Israeli computer scientist

Yehuda Afek (יהודה אפק; September 1952) is an Israeli computer scientist at Tel Aviv University and is known for his work on network cyber security and fault tolerant distributed computing. Yehuda cofounded Riverhead Networks in 2000 and was the head of the School of Computer Science in Tel Aviv University in 2014–2016.

== Biography ==
Afek was born in Haifa in 1952 to Holocaust survivor parents (Miriam and Menachem Pinkhof) who were among the founders of the Dutch underground Westerweel Group who saved over 300 Jewish youths during the Holocaust until they were captured by the Nazis. They both received the Jewish holocaust rescuer Medal.
Afek studied at the Hebrew Reali School in Haifa, and in 1970 enlisted in the IDF where he served as a fighter in a special elite operations unit (Sayeret Matkal), a service that was extended due to the Yom Kippur War. In 1978 he earned a bachelor's degree in electrical engineering at the Technion. In 1978-1980 he worked as an IDF civilian engineer, developing the avionics unit and autopilot of the first successful UAV manufactured by the Israeli Air Force. In 1980-1985 he earned an MSc and PhD respectively, in computer science from the University of California, Los Angeles (UCLA). From 1985 to 1988, he worked as a researcher at AT&T's Bell Laboratories. In 1988 he joined the faculty in the Department of Computer Science at Tel Aviv University, where he is currently a full professor. He also served as head of the School of Computer Science from 2014 to 2016.

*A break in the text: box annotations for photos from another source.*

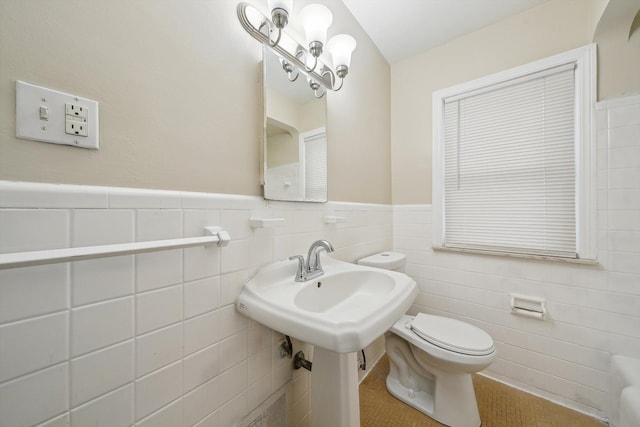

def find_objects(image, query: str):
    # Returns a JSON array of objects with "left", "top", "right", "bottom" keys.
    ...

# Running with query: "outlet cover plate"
[{"left": 16, "top": 80, "right": 99, "bottom": 150}]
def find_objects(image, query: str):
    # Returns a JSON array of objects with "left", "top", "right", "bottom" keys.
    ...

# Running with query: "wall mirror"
[{"left": 262, "top": 47, "right": 327, "bottom": 202}]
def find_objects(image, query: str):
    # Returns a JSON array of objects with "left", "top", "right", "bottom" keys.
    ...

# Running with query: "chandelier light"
[{"left": 237, "top": 0, "right": 356, "bottom": 98}]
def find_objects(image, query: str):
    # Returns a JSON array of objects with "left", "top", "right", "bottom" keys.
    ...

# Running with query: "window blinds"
[
  {"left": 304, "top": 132, "right": 327, "bottom": 202},
  {"left": 444, "top": 64, "right": 576, "bottom": 258}
]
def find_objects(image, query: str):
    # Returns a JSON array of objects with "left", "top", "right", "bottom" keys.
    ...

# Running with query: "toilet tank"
[{"left": 358, "top": 251, "right": 407, "bottom": 273}]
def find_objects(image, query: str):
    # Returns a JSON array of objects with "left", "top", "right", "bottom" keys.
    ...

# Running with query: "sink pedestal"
[{"left": 311, "top": 346, "right": 360, "bottom": 427}]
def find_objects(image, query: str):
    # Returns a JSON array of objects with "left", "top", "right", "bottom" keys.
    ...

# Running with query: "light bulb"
[
  {"left": 327, "top": 34, "right": 356, "bottom": 68},
  {"left": 298, "top": 4, "right": 333, "bottom": 57}
]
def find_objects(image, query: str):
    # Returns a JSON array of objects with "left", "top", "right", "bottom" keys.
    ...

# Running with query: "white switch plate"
[{"left": 16, "top": 80, "right": 99, "bottom": 150}]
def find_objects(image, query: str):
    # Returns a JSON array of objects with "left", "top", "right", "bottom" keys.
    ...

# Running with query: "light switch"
[{"left": 16, "top": 81, "right": 99, "bottom": 150}]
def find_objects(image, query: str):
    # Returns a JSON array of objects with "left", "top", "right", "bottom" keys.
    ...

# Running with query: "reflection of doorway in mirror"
[
  {"left": 299, "top": 127, "right": 327, "bottom": 202},
  {"left": 265, "top": 118, "right": 303, "bottom": 200}
]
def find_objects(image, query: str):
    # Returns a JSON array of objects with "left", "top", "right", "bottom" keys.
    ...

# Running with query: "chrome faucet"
[{"left": 289, "top": 240, "right": 333, "bottom": 282}]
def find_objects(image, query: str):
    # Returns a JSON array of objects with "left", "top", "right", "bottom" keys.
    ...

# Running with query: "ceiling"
[{"left": 342, "top": 0, "right": 548, "bottom": 64}]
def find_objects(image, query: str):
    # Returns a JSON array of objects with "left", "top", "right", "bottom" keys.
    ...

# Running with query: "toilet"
[{"left": 358, "top": 252, "right": 496, "bottom": 427}]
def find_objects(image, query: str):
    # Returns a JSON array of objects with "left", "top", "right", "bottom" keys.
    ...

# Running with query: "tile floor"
[{"left": 360, "top": 356, "right": 606, "bottom": 427}]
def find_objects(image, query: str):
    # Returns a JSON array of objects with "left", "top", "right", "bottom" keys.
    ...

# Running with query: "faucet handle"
[{"left": 289, "top": 255, "right": 305, "bottom": 282}]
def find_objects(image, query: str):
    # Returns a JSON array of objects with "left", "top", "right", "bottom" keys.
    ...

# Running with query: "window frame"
[{"left": 432, "top": 43, "right": 597, "bottom": 261}]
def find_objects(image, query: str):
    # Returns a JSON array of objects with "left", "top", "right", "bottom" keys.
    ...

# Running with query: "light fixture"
[{"left": 237, "top": 0, "right": 356, "bottom": 98}]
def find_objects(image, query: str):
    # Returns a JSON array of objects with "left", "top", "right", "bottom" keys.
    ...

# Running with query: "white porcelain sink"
[{"left": 236, "top": 254, "right": 417, "bottom": 353}]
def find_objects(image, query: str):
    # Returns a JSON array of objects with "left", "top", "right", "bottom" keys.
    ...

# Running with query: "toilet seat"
[{"left": 411, "top": 313, "right": 495, "bottom": 356}]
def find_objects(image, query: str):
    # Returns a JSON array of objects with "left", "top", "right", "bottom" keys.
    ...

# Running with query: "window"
[{"left": 433, "top": 45, "right": 596, "bottom": 259}]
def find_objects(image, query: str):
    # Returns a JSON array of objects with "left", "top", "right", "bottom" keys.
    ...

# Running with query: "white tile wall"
[
  {"left": 393, "top": 96, "right": 640, "bottom": 418},
  {"left": 0, "top": 181, "right": 392, "bottom": 427}
]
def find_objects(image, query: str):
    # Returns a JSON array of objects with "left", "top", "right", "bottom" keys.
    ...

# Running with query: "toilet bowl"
[
  {"left": 358, "top": 252, "right": 496, "bottom": 427},
  {"left": 385, "top": 313, "right": 496, "bottom": 427}
]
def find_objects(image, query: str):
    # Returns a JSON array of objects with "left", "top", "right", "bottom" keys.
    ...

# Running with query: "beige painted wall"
[
  {"left": 0, "top": 0, "right": 391, "bottom": 203},
  {"left": 593, "top": 0, "right": 640, "bottom": 100},
  {"left": 391, "top": 0, "right": 640, "bottom": 204}
]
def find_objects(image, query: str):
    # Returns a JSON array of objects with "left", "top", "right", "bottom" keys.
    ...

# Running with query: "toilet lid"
[{"left": 411, "top": 313, "right": 494, "bottom": 356}]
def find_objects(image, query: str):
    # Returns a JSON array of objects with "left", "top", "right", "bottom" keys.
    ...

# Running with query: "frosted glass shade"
[
  {"left": 327, "top": 34, "right": 356, "bottom": 67},
  {"left": 298, "top": 4, "right": 333, "bottom": 45}
]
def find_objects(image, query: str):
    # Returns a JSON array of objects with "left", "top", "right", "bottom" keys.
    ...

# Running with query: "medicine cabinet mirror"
[{"left": 262, "top": 48, "right": 327, "bottom": 202}]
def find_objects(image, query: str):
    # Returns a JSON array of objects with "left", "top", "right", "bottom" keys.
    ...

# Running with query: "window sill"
[{"left": 432, "top": 245, "right": 599, "bottom": 265}]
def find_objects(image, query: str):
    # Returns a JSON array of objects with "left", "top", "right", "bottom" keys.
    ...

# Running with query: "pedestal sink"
[{"left": 236, "top": 254, "right": 417, "bottom": 427}]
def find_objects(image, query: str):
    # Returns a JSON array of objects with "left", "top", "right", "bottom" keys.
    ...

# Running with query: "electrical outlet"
[
  {"left": 16, "top": 81, "right": 99, "bottom": 150},
  {"left": 64, "top": 119, "right": 89, "bottom": 136},
  {"left": 64, "top": 102, "right": 89, "bottom": 118}
]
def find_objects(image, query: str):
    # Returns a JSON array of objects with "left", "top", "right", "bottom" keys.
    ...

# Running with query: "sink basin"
[{"left": 236, "top": 254, "right": 417, "bottom": 353}]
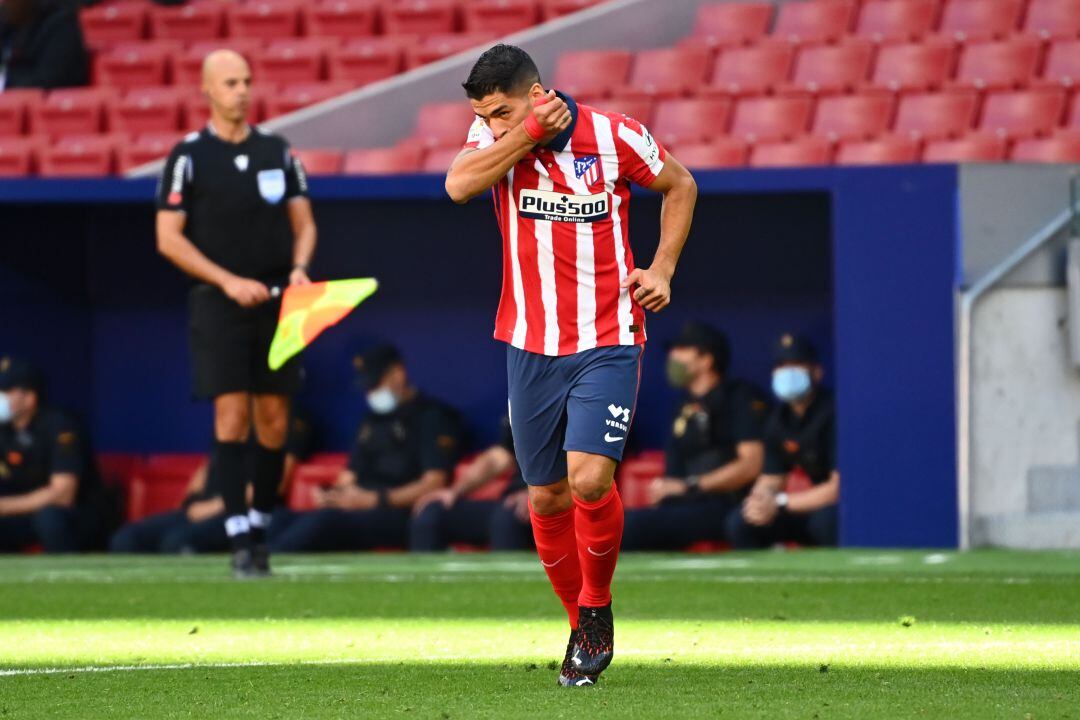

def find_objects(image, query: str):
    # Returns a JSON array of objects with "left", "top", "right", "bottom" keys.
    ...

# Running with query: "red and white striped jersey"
[{"left": 465, "top": 95, "right": 666, "bottom": 355}]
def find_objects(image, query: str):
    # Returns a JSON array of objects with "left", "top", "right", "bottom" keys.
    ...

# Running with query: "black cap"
[
  {"left": 0, "top": 355, "right": 44, "bottom": 392},
  {"left": 352, "top": 345, "right": 405, "bottom": 390},
  {"left": 667, "top": 321, "right": 731, "bottom": 372},
  {"left": 772, "top": 332, "right": 818, "bottom": 365}
]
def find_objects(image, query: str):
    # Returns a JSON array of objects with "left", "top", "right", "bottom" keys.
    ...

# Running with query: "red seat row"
[{"left": 81, "top": 0, "right": 600, "bottom": 49}]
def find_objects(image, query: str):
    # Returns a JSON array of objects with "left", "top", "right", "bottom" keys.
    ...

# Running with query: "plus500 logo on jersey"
[{"left": 518, "top": 190, "right": 611, "bottom": 222}]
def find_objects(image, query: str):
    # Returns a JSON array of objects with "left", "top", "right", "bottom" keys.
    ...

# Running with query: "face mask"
[
  {"left": 772, "top": 367, "right": 811, "bottom": 403},
  {"left": 666, "top": 359, "right": 690, "bottom": 388},
  {"left": 367, "top": 388, "right": 397, "bottom": 415}
]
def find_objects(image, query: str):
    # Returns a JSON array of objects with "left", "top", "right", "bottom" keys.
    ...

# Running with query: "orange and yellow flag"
[{"left": 267, "top": 277, "right": 379, "bottom": 370}]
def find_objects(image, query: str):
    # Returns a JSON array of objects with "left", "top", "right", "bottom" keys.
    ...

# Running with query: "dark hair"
[{"left": 461, "top": 43, "right": 540, "bottom": 100}]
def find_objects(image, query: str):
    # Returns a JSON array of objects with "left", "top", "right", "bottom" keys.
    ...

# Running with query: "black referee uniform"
[{"left": 158, "top": 124, "right": 308, "bottom": 576}]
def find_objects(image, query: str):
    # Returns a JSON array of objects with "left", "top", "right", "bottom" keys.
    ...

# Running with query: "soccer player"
[{"left": 446, "top": 44, "right": 697, "bottom": 687}]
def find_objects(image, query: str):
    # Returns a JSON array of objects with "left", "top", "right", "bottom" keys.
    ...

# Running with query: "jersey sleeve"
[
  {"left": 157, "top": 142, "right": 194, "bottom": 213},
  {"left": 462, "top": 118, "right": 495, "bottom": 150},
  {"left": 285, "top": 144, "right": 308, "bottom": 200},
  {"left": 615, "top": 116, "right": 667, "bottom": 188}
]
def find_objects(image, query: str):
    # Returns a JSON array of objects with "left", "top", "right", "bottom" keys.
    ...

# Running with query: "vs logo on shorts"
[{"left": 573, "top": 155, "right": 600, "bottom": 185}]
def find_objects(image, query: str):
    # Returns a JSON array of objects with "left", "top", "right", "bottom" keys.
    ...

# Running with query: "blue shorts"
[{"left": 507, "top": 345, "right": 645, "bottom": 485}]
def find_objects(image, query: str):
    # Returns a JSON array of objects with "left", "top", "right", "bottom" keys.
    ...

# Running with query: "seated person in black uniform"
[
  {"left": 728, "top": 335, "right": 840, "bottom": 548},
  {"left": 0, "top": 357, "right": 108, "bottom": 553},
  {"left": 270, "top": 345, "right": 461, "bottom": 553},
  {"left": 409, "top": 418, "right": 532, "bottom": 553},
  {"left": 622, "top": 323, "right": 768, "bottom": 549},
  {"left": 109, "top": 407, "right": 312, "bottom": 554}
]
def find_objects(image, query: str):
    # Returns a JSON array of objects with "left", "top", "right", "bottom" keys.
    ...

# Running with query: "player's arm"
[
  {"left": 0, "top": 473, "right": 79, "bottom": 517},
  {"left": 446, "top": 91, "right": 572, "bottom": 205},
  {"left": 622, "top": 153, "right": 698, "bottom": 312}
]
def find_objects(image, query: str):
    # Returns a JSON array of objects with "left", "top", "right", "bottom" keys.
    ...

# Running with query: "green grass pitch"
[{"left": 0, "top": 551, "right": 1080, "bottom": 720}]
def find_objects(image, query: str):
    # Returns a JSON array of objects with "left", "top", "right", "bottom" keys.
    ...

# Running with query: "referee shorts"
[{"left": 188, "top": 285, "right": 303, "bottom": 399}]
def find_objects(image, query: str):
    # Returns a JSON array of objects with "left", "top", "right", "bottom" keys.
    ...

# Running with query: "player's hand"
[
  {"left": 502, "top": 490, "right": 529, "bottom": 522},
  {"left": 621, "top": 268, "right": 672, "bottom": 312},
  {"left": 413, "top": 488, "right": 458, "bottom": 517},
  {"left": 288, "top": 267, "right": 311, "bottom": 285},
  {"left": 649, "top": 477, "right": 688, "bottom": 505},
  {"left": 532, "top": 90, "right": 573, "bottom": 142},
  {"left": 221, "top": 276, "right": 270, "bottom": 308}
]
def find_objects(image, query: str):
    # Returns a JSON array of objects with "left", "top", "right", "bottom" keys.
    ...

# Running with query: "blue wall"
[{"left": 0, "top": 167, "right": 956, "bottom": 545}]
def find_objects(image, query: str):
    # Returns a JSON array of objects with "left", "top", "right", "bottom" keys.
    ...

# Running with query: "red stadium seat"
[
  {"left": 173, "top": 38, "right": 262, "bottom": 87},
  {"left": 649, "top": 97, "right": 731, "bottom": 146},
  {"left": 327, "top": 38, "right": 405, "bottom": 85},
  {"left": 750, "top": 137, "right": 832, "bottom": 167},
  {"left": 382, "top": 0, "right": 458, "bottom": 36},
  {"left": 342, "top": 141, "right": 427, "bottom": 175},
  {"left": 781, "top": 40, "right": 874, "bottom": 95},
  {"left": 405, "top": 32, "right": 496, "bottom": 70},
  {"left": 922, "top": 133, "right": 1005, "bottom": 163},
  {"left": 252, "top": 38, "right": 336, "bottom": 84},
  {"left": 772, "top": 0, "right": 854, "bottom": 44},
  {"left": 553, "top": 50, "right": 633, "bottom": 98},
  {"left": 854, "top": 0, "right": 937, "bottom": 42},
  {"left": 731, "top": 97, "right": 813, "bottom": 142},
  {"left": 94, "top": 41, "right": 172, "bottom": 90},
  {"left": 978, "top": 90, "right": 1065, "bottom": 138},
  {"left": 811, "top": 94, "right": 894, "bottom": 142},
  {"left": 107, "top": 87, "right": 185, "bottom": 135},
  {"left": 117, "top": 133, "right": 183, "bottom": 173},
  {"left": 939, "top": 0, "right": 1024, "bottom": 42},
  {"left": 835, "top": 135, "right": 919, "bottom": 165},
  {"left": 869, "top": 42, "right": 954, "bottom": 93},
  {"left": 301, "top": 0, "right": 379, "bottom": 40},
  {"left": 265, "top": 81, "right": 353, "bottom": 118},
  {"left": 226, "top": 2, "right": 300, "bottom": 40},
  {"left": 1024, "top": 0, "right": 1080, "bottom": 40},
  {"left": 950, "top": 38, "right": 1041, "bottom": 90},
  {"left": 38, "top": 135, "right": 123, "bottom": 177},
  {"left": 615, "top": 450, "right": 664, "bottom": 510},
  {"left": 413, "top": 99, "right": 476, "bottom": 150},
  {"left": 79, "top": 2, "right": 146, "bottom": 49},
  {"left": 893, "top": 92, "right": 978, "bottom": 140},
  {"left": 620, "top": 47, "right": 710, "bottom": 99},
  {"left": 687, "top": 2, "right": 773, "bottom": 47},
  {"left": 1009, "top": 133, "right": 1080, "bottom": 163},
  {"left": 672, "top": 136, "right": 746, "bottom": 169},
  {"left": 0, "top": 137, "right": 39, "bottom": 177},
  {"left": 702, "top": 42, "right": 795, "bottom": 97},
  {"left": 420, "top": 148, "right": 460, "bottom": 175},
  {"left": 293, "top": 148, "right": 345, "bottom": 175},
  {"left": 1038, "top": 40, "right": 1080, "bottom": 89},
  {"left": 150, "top": 2, "right": 225, "bottom": 42},
  {"left": 30, "top": 87, "right": 117, "bottom": 137},
  {"left": 0, "top": 87, "right": 45, "bottom": 137},
  {"left": 463, "top": 0, "right": 540, "bottom": 36}
]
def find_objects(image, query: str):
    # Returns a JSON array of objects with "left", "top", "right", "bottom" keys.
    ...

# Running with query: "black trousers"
[
  {"left": 109, "top": 511, "right": 229, "bottom": 553},
  {"left": 728, "top": 505, "right": 838, "bottom": 549},
  {"left": 409, "top": 500, "right": 532, "bottom": 553},
  {"left": 622, "top": 493, "right": 735, "bottom": 551}
]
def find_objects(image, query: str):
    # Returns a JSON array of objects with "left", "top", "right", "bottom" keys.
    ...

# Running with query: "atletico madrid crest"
[{"left": 573, "top": 155, "right": 600, "bottom": 186}]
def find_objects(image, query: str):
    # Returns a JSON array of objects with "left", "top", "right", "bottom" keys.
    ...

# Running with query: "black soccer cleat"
[
  {"left": 570, "top": 602, "right": 615, "bottom": 676},
  {"left": 252, "top": 543, "right": 271, "bottom": 578},
  {"left": 558, "top": 630, "right": 598, "bottom": 688}
]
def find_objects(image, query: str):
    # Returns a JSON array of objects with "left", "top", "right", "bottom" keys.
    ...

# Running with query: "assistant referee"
[{"left": 157, "top": 50, "right": 315, "bottom": 578}]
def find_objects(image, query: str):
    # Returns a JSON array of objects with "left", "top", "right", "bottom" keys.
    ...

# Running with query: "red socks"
[
  {"left": 573, "top": 486, "right": 623, "bottom": 608},
  {"left": 529, "top": 503, "right": 581, "bottom": 629}
]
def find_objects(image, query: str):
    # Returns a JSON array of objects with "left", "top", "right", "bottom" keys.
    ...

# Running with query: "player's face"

In 2000 Afek was the lead founder of Riverhead Networks, a company that provided a mitigation system to distributed denial of service attacks. The Riverhead Guard product
was deployed to tens of thousands of sites, protecting them from multi Gbps attacks. Riverhead was acquired by Cisco Systems in 2004, after which Afek remained CTO and director in Cisco Israel until May 2009.